Diana morta di stenti, le lettere in carcere alla madre assassina: "Alessia, ti aiutiamo"

Solidarietà e offerte di vestiti alla donna che ha ucciso la figlia di 18 mesi. Identificato il padre biologico: sarà chiamato dagli inquirenti per il test del Dna

Alessia Pifferi

Alessia Pifferi

Milano -Sono almeno una decina le persone pronte ad aiutare Alessia Pifferi, la donna di 36 anni ora in carcere a San Vittore con l’accusa di omicidio volontario pluriaggravato per avere lasciato la sua bimba di 18 mesi in casa sola per una settimana intera, senza acqua, né cibo. Sono persone che hanno contattato il suo avvocato per darle una mano, sapendo che oggi sia la madre naturale Maria, sia l’ormai ex compagno Mario, l’elettricista di Leffe, non la vogliono più vedere e hanno interrotto ogni rapporto con lei.

Il padre biologico

La madre Maria, nonna della piccola Diana, è già ripartita per Crotone dove si è trasferita a vivere con il nuovo compagno. Le persone che si sono offerte di aiutare la Pifferi le hanno per ora regalato abiti e l’occorrente per cambiarsi. Solange Marchignoli e il socio Luca D’Auria, sono andati in carcere per incontrarla, l’hanno trovata più lucida, più consapevole e pronta a collaborare. Il primo segnale è stata la confessione del nome e cognome del padre biologico di Diana agli inquirenti. La donna ha saputo fornire dettagli sull’uomo con cui dice di avere concepito la bimba.
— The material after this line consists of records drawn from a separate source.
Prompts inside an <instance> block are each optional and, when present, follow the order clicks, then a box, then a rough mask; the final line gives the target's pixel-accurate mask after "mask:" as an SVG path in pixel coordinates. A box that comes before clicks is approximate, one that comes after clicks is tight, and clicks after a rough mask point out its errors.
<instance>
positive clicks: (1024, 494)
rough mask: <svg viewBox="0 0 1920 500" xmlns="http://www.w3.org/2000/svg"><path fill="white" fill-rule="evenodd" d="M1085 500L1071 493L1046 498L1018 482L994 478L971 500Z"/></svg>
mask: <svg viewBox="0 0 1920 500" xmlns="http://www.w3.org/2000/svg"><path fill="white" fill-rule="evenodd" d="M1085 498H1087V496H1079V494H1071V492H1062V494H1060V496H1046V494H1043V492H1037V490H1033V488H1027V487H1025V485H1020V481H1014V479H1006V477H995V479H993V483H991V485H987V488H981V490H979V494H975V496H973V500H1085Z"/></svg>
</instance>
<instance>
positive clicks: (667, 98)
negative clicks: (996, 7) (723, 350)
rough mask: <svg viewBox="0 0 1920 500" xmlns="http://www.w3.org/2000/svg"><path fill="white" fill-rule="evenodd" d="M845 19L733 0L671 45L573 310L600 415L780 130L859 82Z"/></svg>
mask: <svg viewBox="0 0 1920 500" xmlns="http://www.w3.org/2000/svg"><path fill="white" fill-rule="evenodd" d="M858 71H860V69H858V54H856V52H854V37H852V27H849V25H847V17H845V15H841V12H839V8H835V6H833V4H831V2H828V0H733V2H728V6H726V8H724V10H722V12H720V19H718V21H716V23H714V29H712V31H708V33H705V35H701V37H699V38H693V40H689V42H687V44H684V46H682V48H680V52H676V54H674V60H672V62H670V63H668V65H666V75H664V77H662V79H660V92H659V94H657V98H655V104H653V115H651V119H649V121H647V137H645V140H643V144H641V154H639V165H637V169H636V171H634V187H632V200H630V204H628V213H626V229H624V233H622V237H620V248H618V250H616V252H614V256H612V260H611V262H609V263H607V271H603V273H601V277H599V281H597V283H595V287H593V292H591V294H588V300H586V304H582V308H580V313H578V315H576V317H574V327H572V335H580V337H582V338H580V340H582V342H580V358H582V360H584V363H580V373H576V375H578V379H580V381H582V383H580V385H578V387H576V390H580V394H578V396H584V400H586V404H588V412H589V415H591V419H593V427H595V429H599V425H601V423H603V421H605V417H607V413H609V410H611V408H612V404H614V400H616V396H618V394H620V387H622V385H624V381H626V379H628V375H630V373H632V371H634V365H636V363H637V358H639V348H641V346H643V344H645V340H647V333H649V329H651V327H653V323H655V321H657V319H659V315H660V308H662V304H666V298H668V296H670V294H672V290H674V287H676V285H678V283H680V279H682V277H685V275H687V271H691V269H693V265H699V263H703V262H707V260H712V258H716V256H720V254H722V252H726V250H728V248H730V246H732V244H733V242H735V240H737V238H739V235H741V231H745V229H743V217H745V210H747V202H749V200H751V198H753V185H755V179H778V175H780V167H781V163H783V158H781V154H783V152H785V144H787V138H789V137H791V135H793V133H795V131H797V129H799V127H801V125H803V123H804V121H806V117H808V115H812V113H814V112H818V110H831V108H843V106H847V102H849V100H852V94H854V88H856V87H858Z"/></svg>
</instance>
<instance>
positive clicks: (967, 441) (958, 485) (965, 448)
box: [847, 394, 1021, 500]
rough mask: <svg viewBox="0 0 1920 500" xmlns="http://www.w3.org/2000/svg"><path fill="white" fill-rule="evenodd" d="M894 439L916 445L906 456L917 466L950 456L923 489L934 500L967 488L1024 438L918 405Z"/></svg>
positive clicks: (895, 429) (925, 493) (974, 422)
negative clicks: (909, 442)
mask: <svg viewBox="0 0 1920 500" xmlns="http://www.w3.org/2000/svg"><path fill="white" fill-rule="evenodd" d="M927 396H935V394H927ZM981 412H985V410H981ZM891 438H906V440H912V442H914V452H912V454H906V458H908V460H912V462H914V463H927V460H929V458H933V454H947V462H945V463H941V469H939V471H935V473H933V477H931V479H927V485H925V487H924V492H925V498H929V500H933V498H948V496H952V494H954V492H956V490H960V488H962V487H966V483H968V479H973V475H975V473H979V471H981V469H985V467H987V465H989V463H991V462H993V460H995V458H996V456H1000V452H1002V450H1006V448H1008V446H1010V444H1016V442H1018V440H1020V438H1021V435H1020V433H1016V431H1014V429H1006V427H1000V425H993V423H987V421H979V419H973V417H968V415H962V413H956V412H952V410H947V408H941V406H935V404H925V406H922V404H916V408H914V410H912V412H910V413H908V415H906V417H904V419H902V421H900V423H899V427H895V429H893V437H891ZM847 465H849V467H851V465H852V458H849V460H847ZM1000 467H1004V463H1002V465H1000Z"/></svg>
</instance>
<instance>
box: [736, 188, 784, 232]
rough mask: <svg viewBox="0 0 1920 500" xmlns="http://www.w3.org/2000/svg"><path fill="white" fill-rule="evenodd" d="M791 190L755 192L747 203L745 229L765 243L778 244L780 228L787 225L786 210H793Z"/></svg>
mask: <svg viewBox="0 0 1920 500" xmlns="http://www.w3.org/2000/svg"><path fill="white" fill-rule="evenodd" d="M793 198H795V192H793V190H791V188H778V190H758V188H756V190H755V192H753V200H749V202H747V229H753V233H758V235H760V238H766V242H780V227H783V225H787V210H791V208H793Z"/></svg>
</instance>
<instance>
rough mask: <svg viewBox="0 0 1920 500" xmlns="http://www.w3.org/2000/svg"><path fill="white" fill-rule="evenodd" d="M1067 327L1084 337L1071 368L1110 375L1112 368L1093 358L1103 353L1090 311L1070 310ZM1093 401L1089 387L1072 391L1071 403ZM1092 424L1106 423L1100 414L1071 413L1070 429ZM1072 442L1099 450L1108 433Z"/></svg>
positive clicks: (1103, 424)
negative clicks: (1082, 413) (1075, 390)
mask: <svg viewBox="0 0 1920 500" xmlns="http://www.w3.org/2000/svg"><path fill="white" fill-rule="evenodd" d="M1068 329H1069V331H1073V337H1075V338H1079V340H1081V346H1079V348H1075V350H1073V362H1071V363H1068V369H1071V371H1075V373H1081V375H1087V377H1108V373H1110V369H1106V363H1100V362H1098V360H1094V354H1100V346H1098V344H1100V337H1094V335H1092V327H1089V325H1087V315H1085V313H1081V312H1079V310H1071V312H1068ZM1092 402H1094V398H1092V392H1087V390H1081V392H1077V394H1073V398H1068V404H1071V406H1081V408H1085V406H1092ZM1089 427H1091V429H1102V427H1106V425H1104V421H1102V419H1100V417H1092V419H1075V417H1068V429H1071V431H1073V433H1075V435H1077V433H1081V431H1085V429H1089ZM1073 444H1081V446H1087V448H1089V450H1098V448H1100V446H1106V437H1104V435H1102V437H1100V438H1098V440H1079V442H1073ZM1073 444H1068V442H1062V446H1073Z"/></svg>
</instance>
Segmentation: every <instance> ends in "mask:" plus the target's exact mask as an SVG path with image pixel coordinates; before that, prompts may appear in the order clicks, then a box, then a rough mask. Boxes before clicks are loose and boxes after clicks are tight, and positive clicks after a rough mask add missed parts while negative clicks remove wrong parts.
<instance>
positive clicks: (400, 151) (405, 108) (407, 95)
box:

È un italiano a cui lei non avrebbe mai rivelato di essere il padre di sua figlia e lo avrebbe fatto per "tutelarlo". Lui, forse, non l’avrebbe mai riconosciuta, ma su questo la Pifferi non ha saputo dare altri dettagli.

Il test del Dna

Gli investigatori ora con l’identità e il telefono registrato nella rubrica di Alessia lo rintracceranno per l’esame del Dna e per capire se si tratta di un’informazione vera o se si tratta di un’altra invenzione. "Non riveleremo mai il nome dell’uomo in questione - fanno sapere gli avvocati Marchignoli e D’Auria in un comunicato - siamo vincolati al segreto per quanto riguarda i nostri colloqui e non è rilevante per le indagini". Il nome dell’uomo non cambierà certo in maniera sostanziale il quadro degli eventi tragici, ma servirà per ricostruire esattamente la veridicità dei racconti della donna in carcere.

L'appartamento

Gli avvocati hanno anche chiesto il dissequestro dell’appartamento di via Parea, quello in cui si è consumata la tragedia. Sul filo steso davanti a casa ci sono ancora i vestitini rosa di Diana, con i colori sbiaditi dal sole di questi giorni. I legali vorrebbero entrare nell’appartamento insieme ai periti, per capire bene come sono distribuiti i locali, come è il lettino della bimba. Fondamentali saranno gli esami tossicologici sul biberon. La donna ai suoi legali conferma di non aver mai somministrato calmante alla piccola Diana e che l’“En” trovato nella camera da letto appartiene a un uomo che aveva dormito da lei qualche notte.